Dopo decenni di quasi oblio, il socialismo di Pisacane venne riscoperto a livello nazionale grazie alla biografia di Nello Rosselli pubblicata nel 1932, approfondendo tra l’altro anche il saggio “La Rivoluzione”, il cui originale, per volontà di Giovanni Gentile, era in possesso del Comitato nazionale della storia del Risorgimento a Roma, oggi ISRI [Istituto per la Storia del Risorgimento Italiano], dove tuttora si trova. Rosselli, prima di allora perseguitato dal regime, godette per diversi anni della libertà grazie al suo riconosciuto valore di storico (nel 1927 aveva pubblicato “Mazzini e Bakunin”) ed ebbe alcuni incarichi da parte di società storiche italiane.
Il merito di Rosselli nel suo “Carlo Pisacane”, di cui Leogrande riporta un ampio stralcio, sta non solo nel ripercorrere passo per passo la Spedizione di Sapri, ma nell’analizzare le influenze sulla formazione del pensiero socialista di Pisacane, che si possono riscontrare preminentemente in quello francese di Blanc e Proudhon, oltre a vari influssi del citato Herzen. Ma soprattutto Rosselli indaga sulla storia personale di Pisacane, personaggio ribelle sin dalla gioventù. Con una lettera definita scandalosa dal regime borbonico, giustificò la decisione sua e di Enrichetta Di Lorenzo, sposata con figli, di fuggire dal Regno in nome della emancipazione della donna (quello di Enrichetta era un matrimonio combinato) e del loro diritto alla felicità. Concetti estremi all’epoca, le passioni che si fanno manifesto di libertà a tutti i livelli e che quasi vanno a fare il paio con la ricerca compulsiva, che accompagnerà Pisacane negli anni a seguire, per una nuova teorizzazione dottrinale tesa allo studio del miglioramento sociale delle classi disagiate. La storia, o per dirla con Herzen, la “tetra poesia” del Duca di San Giovanni è in breve qui.

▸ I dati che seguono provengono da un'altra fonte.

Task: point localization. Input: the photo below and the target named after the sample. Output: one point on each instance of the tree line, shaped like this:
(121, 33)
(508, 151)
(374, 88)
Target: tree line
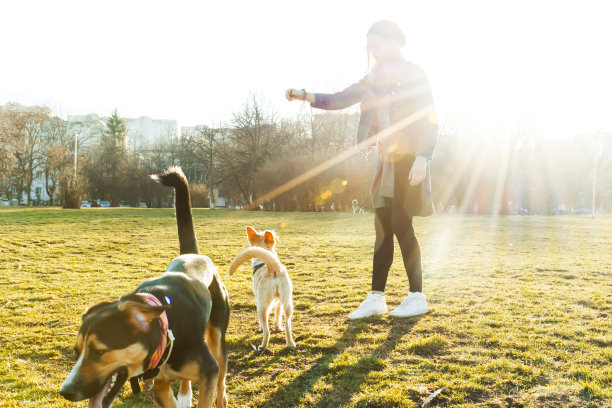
(475, 170)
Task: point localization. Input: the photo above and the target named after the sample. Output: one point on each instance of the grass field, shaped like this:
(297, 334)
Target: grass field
(520, 307)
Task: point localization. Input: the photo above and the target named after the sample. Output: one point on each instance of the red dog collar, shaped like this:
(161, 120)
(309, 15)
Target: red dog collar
(161, 347)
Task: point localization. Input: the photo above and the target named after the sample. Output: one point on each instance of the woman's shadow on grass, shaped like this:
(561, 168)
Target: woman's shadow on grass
(344, 380)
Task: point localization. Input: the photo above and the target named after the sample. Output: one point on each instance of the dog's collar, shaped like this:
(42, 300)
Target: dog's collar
(257, 265)
(166, 334)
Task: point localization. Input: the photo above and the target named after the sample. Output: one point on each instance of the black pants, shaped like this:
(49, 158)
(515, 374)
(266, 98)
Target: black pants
(395, 218)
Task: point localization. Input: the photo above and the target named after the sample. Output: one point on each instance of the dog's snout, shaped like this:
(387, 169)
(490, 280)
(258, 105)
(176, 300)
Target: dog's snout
(68, 391)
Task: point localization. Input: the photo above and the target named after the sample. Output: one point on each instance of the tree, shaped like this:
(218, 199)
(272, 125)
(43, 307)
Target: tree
(107, 163)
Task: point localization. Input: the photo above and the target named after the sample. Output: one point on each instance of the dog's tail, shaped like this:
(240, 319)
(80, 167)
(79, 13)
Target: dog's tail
(174, 177)
(268, 257)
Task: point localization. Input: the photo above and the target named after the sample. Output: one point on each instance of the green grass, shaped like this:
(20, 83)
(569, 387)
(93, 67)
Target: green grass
(520, 307)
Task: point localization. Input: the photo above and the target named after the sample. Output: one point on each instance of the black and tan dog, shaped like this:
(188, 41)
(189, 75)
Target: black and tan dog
(159, 329)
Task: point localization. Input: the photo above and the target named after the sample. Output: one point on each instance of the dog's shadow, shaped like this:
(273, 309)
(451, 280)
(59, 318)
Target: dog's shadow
(344, 381)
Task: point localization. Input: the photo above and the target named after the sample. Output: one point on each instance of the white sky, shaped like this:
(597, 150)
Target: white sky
(198, 61)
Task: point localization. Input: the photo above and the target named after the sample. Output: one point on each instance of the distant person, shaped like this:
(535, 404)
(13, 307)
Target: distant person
(392, 90)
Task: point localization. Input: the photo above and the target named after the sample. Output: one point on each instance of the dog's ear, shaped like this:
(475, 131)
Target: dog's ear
(269, 238)
(141, 314)
(251, 234)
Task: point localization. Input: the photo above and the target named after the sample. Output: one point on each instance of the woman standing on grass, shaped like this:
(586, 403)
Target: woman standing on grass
(397, 116)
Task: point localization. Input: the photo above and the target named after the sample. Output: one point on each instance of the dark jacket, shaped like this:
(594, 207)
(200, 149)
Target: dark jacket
(388, 95)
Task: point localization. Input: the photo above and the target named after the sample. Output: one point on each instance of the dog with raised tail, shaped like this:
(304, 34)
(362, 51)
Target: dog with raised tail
(271, 283)
(171, 327)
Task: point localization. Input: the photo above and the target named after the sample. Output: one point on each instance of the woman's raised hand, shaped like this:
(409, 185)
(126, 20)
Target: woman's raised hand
(295, 94)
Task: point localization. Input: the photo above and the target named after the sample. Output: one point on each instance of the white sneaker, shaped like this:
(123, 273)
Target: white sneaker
(374, 305)
(414, 305)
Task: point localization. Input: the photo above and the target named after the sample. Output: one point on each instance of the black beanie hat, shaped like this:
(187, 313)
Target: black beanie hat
(388, 29)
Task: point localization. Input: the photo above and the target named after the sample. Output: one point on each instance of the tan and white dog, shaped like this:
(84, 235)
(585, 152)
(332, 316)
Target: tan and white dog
(271, 283)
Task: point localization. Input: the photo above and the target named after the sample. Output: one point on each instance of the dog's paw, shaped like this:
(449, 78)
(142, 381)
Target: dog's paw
(184, 401)
(262, 349)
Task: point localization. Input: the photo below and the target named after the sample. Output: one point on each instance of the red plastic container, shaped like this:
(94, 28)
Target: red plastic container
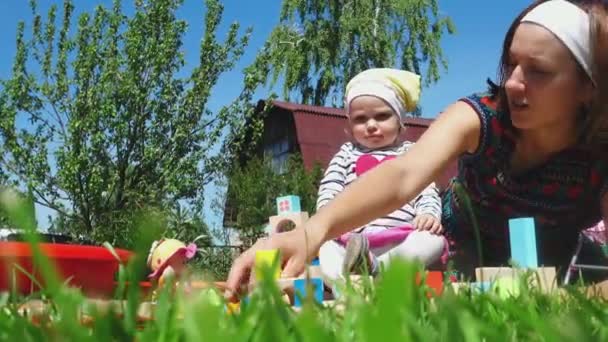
(90, 268)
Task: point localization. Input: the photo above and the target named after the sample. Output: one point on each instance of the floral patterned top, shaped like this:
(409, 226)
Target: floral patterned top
(562, 194)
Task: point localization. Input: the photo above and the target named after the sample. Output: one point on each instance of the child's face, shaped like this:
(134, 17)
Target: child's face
(373, 123)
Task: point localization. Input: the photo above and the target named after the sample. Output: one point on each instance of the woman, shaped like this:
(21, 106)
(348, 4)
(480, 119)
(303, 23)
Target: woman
(533, 147)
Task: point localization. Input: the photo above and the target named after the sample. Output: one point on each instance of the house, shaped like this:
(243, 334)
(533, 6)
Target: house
(316, 133)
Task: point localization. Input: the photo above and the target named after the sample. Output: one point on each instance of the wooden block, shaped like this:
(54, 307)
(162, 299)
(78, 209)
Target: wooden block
(545, 275)
(279, 223)
(522, 235)
(267, 258)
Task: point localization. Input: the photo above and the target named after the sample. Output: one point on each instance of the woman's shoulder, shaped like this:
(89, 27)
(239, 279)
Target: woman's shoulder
(484, 103)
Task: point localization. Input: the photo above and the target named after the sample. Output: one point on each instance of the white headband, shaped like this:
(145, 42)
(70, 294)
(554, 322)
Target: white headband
(570, 24)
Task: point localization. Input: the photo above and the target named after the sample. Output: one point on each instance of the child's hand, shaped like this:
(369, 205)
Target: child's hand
(428, 222)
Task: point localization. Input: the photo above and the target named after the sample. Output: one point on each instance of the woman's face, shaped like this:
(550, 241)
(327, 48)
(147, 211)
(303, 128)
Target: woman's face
(545, 87)
(373, 123)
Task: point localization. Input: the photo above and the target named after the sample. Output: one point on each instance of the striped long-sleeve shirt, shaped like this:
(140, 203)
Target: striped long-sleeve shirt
(341, 172)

Pur di portare a termine le sue teorie e i suoi appunti, oggi possiamo dirlo con un po’ di contezza, Carlo Pisacane arrivò a distrarsi dinanzi ai lamenti che provenivano da Napoli da parte del Comitato presieduto da Giuseppe Fanelli e che lo avvertiva di tante cose che non andavano nel verso giusto per il successo della Spedizione. E di questo Pisacane ne fu consapevole come si legge nel suo “testamento politico”.
Oggi Mazzini, Cattaneo, Pisacane come padri della democrazia sono ingiustamente caduti nell’oblio, ma non le loro idee che rimangono insite nel nostro modo di agire e vigilano nelle dinamiche odierne; come osserva Leogrande “non c’è libertà senza indipendenza, e non c’è indipendenza senza un sufficiente grado di autonomia che può essere raggiunto solo nel superamento della frantumazione territoriale. Una penisola ridotta in granelli di sabbia non può che essere soggetta a quei venti che spireranno più forti”.